Before the names of the victims were read by Admiral Mark Tidd, Obama laid out some of what was lost in the violence, from the grandchildren left behind to the fact that Sylvia Fraser, one of the victims, loved people so much that she took a second job at Walmart. "These are not statistics," the president said.
The shooting has raised questions about security on military bases, and Hagel announced Wednesday that the Defense Department would review those procedures at bases around the world. There will also be a review into the security clearance process that granted Alexis the credentials to enter the base on the day of the shooting despite repeated incidents that suggested he was unstable.
There has been virtually no discussion of potential legislation; in addition to the Congress being tied up in the showdown over the budget and a possible government shutdown, the debt ceiling, and defunding the Affordable Care Act, the failure to pass a bill in the wake of the last major mass shooting is still fresh.
Obama said in remarks at a Congressional Black Caucus Foundation event Saturday night that work to reduce violence must continue. “As long as there are those who fight to make it as easy as possible for dangerous people to get their hands on a gun, then we’ve got to work as hard as possible for the sake of our children. We’ve got to be ones who are willing to do more work to make it harder,” he said. No specific plans have yet been suggested.

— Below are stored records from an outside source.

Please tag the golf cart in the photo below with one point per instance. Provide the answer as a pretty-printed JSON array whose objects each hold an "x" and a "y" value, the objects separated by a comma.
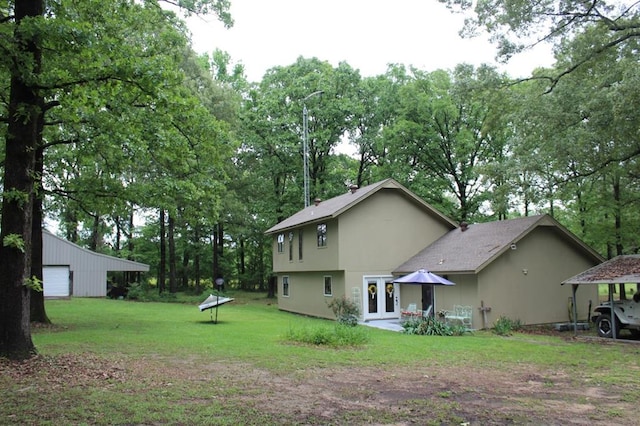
[{"x": 627, "y": 315}]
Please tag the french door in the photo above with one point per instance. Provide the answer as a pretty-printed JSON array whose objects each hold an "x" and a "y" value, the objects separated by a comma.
[{"x": 381, "y": 299}]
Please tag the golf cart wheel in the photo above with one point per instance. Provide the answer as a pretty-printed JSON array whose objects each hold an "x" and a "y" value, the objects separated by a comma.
[{"x": 605, "y": 327}]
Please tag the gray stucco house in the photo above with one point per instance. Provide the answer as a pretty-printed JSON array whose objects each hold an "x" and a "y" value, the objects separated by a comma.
[{"x": 354, "y": 245}]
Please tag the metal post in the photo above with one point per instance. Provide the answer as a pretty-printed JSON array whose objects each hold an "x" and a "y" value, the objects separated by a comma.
[
  {"x": 305, "y": 145},
  {"x": 305, "y": 154}
]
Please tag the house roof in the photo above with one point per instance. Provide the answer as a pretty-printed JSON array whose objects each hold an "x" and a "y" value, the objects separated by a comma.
[
  {"x": 333, "y": 207},
  {"x": 471, "y": 250},
  {"x": 619, "y": 270}
]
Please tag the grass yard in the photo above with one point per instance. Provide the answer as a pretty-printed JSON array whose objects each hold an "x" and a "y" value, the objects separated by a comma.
[{"x": 119, "y": 362}]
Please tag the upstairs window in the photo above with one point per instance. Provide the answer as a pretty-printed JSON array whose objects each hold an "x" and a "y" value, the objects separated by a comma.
[
  {"x": 300, "y": 245},
  {"x": 280, "y": 243},
  {"x": 290, "y": 246},
  {"x": 328, "y": 287},
  {"x": 322, "y": 235}
]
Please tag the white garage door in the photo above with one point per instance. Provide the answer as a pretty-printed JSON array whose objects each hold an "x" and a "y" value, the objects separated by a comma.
[{"x": 56, "y": 281}]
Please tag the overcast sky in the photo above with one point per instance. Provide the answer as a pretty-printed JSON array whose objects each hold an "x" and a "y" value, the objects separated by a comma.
[{"x": 367, "y": 34}]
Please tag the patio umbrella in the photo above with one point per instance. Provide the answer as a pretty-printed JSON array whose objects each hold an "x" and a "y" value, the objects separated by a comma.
[{"x": 422, "y": 276}]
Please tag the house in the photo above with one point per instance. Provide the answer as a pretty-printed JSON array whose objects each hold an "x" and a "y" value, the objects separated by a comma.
[
  {"x": 511, "y": 268},
  {"x": 355, "y": 244},
  {"x": 70, "y": 270},
  {"x": 348, "y": 246}
]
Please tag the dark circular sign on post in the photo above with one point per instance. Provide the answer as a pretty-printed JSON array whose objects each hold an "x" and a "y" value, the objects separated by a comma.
[{"x": 219, "y": 283}]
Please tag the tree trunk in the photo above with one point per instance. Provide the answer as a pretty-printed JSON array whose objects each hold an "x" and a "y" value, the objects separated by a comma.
[
  {"x": 22, "y": 136},
  {"x": 162, "y": 267},
  {"x": 196, "y": 260},
  {"x": 217, "y": 251},
  {"x": 38, "y": 312},
  {"x": 173, "y": 281},
  {"x": 96, "y": 238},
  {"x": 185, "y": 268}
]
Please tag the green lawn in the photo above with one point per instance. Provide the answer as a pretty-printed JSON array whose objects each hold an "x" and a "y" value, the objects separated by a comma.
[{"x": 140, "y": 364}]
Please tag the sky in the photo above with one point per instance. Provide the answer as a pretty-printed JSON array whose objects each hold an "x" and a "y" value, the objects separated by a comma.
[{"x": 366, "y": 34}]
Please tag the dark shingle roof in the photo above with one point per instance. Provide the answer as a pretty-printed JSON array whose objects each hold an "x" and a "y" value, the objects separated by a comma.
[
  {"x": 471, "y": 250},
  {"x": 619, "y": 270},
  {"x": 335, "y": 206}
]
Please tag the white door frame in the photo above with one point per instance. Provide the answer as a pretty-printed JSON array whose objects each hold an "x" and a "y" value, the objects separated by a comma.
[{"x": 382, "y": 308}]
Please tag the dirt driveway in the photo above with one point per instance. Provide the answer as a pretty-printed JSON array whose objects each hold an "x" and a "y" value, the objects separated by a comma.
[{"x": 417, "y": 395}]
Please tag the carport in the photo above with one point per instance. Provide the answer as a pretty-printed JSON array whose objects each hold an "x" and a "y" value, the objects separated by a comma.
[{"x": 620, "y": 270}]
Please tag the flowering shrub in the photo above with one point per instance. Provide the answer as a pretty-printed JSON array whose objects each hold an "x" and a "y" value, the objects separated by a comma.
[{"x": 345, "y": 310}]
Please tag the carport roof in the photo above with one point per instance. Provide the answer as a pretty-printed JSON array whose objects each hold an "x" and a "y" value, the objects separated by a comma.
[{"x": 619, "y": 270}]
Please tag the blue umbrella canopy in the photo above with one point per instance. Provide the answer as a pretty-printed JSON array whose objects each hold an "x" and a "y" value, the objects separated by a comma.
[{"x": 422, "y": 276}]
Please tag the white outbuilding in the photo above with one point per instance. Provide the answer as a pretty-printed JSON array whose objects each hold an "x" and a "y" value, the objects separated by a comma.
[{"x": 70, "y": 270}]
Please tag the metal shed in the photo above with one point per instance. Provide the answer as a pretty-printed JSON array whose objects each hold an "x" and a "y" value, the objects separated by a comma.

Wayne LaPierre, executive vice president of the NRA, told David Gregory Sunday on Meet the Press that the shooting could have been prevented or the death toll limited if more individuals on the Navy base had been armed. La Pierre used similar language to what he used when talking about Sandy Hook. “the whole country,” he said, “knows the problem is there weren't enough good guys with guns. When the good guys with guns got there, it stopped.”